Why is it that several people have to get killed before they even look into things like this?

Takaka claims moisture is the problem and want to replace all the air bags first in high humidity areas first. Perhaps not very well educated, but what does moisture have to do with shrapnel flying all over the place? Sure sounds like using sub-materials.

Also call an SRS, supplemental restrain system, not worth a darn if a person is not wearing their safety belts and thrown from their vehicle. Also many people have been injured by these things when they go off unexpectedly. And no size fits all, short people tend to have broken necks because they have to sit a lot closer. In a study did 12 years ago, just as many children were killed by these things as people were saved by refusing to wear their belts. Solution, make the kids sit in the back seat. What not enough room? Buy a school bus or some other gas guzzler. 

What about rear end or side collisions? Most effective for a head on collision. Why aren't these things warranted for life? SRS module can cost you 600 bucks plus all new air bags with just a fender bender type accident. DOT has a bug on headon collisions.

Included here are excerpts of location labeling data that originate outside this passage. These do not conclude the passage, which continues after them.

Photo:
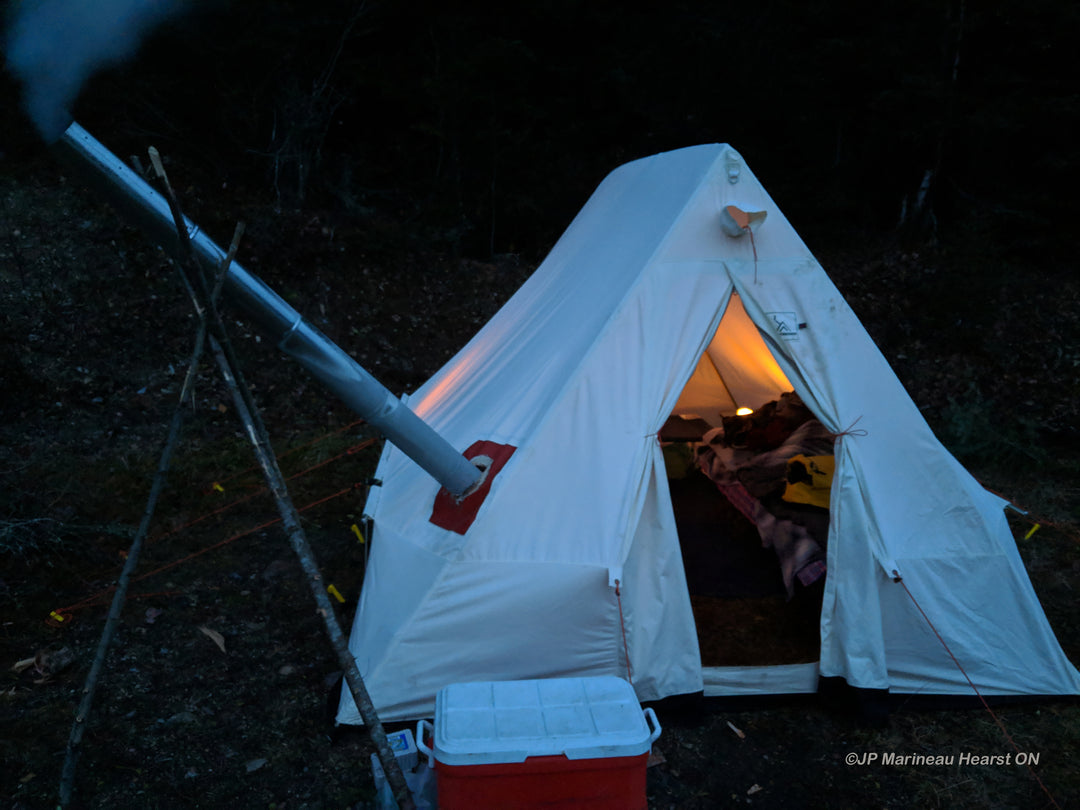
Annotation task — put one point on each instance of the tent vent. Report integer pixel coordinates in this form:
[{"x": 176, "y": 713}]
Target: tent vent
[
  {"x": 736, "y": 221},
  {"x": 732, "y": 166}
]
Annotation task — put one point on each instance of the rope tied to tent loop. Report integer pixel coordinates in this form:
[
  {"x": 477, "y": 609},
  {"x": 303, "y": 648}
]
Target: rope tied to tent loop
[
  {"x": 851, "y": 430},
  {"x": 622, "y": 626},
  {"x": 898, "y": 579}
]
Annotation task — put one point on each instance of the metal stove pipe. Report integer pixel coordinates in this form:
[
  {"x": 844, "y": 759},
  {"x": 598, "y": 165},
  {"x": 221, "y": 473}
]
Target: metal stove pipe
[{"x": 326, "y": 361}]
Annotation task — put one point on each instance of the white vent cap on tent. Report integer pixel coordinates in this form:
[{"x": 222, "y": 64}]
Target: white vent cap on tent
[{"x": 736, "y": 221}]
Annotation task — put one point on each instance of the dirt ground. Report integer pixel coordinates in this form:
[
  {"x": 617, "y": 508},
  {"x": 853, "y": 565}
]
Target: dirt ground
[{"x": 220, "y": 686}]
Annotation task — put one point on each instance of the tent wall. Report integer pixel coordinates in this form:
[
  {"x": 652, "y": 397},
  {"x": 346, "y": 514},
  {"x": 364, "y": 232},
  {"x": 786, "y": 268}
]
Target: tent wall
[{"x": 579, "y": 372}]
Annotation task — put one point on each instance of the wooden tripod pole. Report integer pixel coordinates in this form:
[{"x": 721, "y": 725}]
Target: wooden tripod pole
[{"x": 275, "y": 482}]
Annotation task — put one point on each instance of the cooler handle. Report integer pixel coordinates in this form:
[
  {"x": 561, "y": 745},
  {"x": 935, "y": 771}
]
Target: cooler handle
[
  {"x": 650, "y": 717},
  {"x": 422, "y": 747}
]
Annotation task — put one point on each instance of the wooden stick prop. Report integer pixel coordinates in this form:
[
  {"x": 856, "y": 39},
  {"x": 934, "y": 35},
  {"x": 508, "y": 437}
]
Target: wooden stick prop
[
  {"x": 90, "y": 686},
  {"x": 248, "y": 414}
]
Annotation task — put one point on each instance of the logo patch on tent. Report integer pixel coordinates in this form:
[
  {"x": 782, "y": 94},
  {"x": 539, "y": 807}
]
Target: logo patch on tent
[
  {"x": 785, "y": 325},
  {"x": 458, "y": 515}
]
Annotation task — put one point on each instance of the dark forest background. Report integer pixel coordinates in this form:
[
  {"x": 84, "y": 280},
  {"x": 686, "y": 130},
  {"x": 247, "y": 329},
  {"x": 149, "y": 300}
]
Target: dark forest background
[{"x": 485, "y": 130}]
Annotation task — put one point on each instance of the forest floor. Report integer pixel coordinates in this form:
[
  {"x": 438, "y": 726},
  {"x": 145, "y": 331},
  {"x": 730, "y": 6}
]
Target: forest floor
[{"x": 221, "y": 686}]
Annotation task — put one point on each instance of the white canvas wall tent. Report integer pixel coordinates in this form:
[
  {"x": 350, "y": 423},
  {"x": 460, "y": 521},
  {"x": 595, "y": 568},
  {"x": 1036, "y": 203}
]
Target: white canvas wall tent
[{"x": 656, "y": 302}]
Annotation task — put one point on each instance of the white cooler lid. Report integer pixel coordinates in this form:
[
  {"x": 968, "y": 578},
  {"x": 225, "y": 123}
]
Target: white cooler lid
[{"x": 508, "y": 721}]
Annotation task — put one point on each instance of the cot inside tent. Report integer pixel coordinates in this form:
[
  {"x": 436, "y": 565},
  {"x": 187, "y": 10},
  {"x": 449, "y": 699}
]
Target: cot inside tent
[{"x": 593, "y": 553}]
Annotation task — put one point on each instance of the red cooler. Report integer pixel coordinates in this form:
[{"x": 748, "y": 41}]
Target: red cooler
[{"x": 556, "y": 744}]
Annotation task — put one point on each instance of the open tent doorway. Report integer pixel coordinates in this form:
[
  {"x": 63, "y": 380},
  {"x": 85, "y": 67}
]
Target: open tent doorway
[
  {"x": 571, "y": 565},
  {"x": 738, "y": 405}
]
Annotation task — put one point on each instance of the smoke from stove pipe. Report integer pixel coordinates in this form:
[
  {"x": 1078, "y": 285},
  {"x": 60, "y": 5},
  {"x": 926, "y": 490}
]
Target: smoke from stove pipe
[{"x": 53, "y": 46}]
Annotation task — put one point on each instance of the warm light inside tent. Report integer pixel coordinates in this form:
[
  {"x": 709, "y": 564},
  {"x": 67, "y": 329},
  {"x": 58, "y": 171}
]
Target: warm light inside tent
[{"x": 736, "y": 367}]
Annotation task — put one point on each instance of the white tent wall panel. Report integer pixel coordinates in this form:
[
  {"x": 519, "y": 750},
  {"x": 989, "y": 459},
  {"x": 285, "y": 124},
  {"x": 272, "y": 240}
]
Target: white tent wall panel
[{"x": 578, "y": 372}]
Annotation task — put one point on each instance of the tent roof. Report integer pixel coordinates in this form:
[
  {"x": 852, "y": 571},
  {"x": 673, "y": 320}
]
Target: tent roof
[{"x": 644, "y": 294}]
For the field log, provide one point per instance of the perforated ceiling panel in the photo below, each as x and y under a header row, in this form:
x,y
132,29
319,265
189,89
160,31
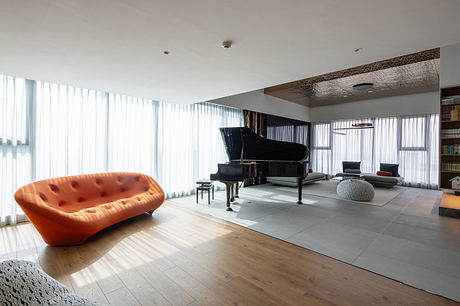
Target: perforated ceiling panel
x,y
414,73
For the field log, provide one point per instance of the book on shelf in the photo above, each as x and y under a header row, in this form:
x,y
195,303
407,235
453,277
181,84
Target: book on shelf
x,y
450,133
451,149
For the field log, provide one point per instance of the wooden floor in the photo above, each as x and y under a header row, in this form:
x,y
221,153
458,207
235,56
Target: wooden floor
x,y
181,257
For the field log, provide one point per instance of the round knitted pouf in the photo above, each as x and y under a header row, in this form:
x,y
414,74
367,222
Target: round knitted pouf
x,y
355,190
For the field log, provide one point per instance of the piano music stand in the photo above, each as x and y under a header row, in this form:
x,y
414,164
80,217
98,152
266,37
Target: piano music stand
x,y
205,185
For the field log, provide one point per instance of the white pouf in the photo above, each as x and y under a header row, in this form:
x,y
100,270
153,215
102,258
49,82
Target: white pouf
x,y
24,283
355,190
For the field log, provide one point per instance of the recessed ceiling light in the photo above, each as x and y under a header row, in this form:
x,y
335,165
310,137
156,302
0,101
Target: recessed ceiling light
x,y
363,86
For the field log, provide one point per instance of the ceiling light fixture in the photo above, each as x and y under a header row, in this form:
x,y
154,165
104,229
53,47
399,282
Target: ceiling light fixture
x,y
227,44
363,86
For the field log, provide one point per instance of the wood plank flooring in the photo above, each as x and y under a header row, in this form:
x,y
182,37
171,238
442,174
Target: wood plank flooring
x,y
182,257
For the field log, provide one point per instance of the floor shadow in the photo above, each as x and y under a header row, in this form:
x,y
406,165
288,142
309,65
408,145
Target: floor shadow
x,y
62,260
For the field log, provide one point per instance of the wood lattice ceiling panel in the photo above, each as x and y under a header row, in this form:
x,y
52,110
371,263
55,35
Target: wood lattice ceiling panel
x,y
409,74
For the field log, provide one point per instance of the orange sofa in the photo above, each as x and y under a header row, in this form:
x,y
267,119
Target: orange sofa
x,y
68,210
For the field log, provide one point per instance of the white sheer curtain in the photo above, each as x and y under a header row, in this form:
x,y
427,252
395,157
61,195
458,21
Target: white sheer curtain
x,y
411,142
321,155
71,130
50,130
132,134
281,133
351,145
189,143
15,153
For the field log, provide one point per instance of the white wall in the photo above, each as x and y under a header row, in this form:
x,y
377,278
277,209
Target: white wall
x,y
260,102
450,66
422,103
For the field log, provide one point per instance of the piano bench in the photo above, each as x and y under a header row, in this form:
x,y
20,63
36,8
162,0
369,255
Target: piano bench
x,y
205,187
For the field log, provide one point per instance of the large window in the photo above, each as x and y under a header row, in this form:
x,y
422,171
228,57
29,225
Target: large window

Certainly not the best solution, oh and for each adult saved by these things, that weren't thrown from their vehicles because they refused to wear their belts, cost the driving public, 25 million bucks.


----------



## brian v (Dec 25, 2011)

The New cars don't have that shrapnel exploding devices in them .
that ' s why I bought a new 1 ..plus IT goes Faster ..................


----------



## ChevyGuy (Dec 13, 2014)

NickD said:


> Takaka claims moisture is the problem and want to replace all the air bags first in high humidity areas first. Perhaps not very well educated, but what does moisture have to do with shrapnel flying all over the place?


Google and ye shall find:


> Ammonium nitrate, the propellant used in Takata’s inflators, is sensitive to moisture, according to Reuters. The moisture can cause the wafers of propellant to crumble, so that it will burn too fast when ignited. When the airbag deploys, that can trigger an explosion.


It appears the moisture makes the explosive too powerful, rupturing airbags and causing shrapnel.


----------



## jblackburn (Apr 14, 2012)

> It appears the moisture makes the explosion too powerful,


Heh.


----------



## Eddy Cruze (Jan 10, 2014)

brian v said:


> The New cars don't have that shrapnel exploding devices in them .
> that ' s why I bought a new 1 ..plus IT goes Faster ..................


Although I found where some CRUZE models had Takata products in them, Consumer Reports is reporting:

About 33.8 million vehicles, made by 11 different automakers, have been recalled to replace frontal airbags on the driver’s side or passenger’s side, or both. The airbags, made by major parts supplier Takata, were installed in cars from model year 2002 through 2008. Some of those airbags could deploy explosively, injuring or even killing car occupants. (Look for details below on waits for replacement airbags and why other suppliers can't supply airbags.)

Everything You Need to Know About the Takata Airbag Recall - Consumer Reports News


----------



## NickD (Dec 10, 2011)

Consumer Report?????

How about Dr. Suess instead?

Do you like airbags and Spam?

I do not like airbags and Spam.


----------



## Chevy Customer Care (Oct 29, 2011)

obermd said:


> Jasmine, can you let us know when GM has updated their recall database so our members can check?
> 
> Thanks,
> Mike.


Hey Mike, 

Once we know more, we will be sure to assist! Our resources are able to look into individual VINs and provide the recall information associated to your VINs. We will be in touch! 

Patsy G
Chevrolet Customer Care


----------



## ChevyGuy (Dec 13, 2014)

The website is working a bit faster today. This is the OLD recall:



> General Motors has decided that a defect which relates to motor vehicle safety exists in certain 2013 - 2014 model year Chevrolet Cruze vehicles. Some of these vehicles may have a condition in which the front driver airbag inflator was built with an incorrect part that could cause the inflator to rupture during a deployment. In a crash, this may cause airbag components to separate and be propelled into the interior compartment, possibly striking occupants. Also, the airbag may not inflate.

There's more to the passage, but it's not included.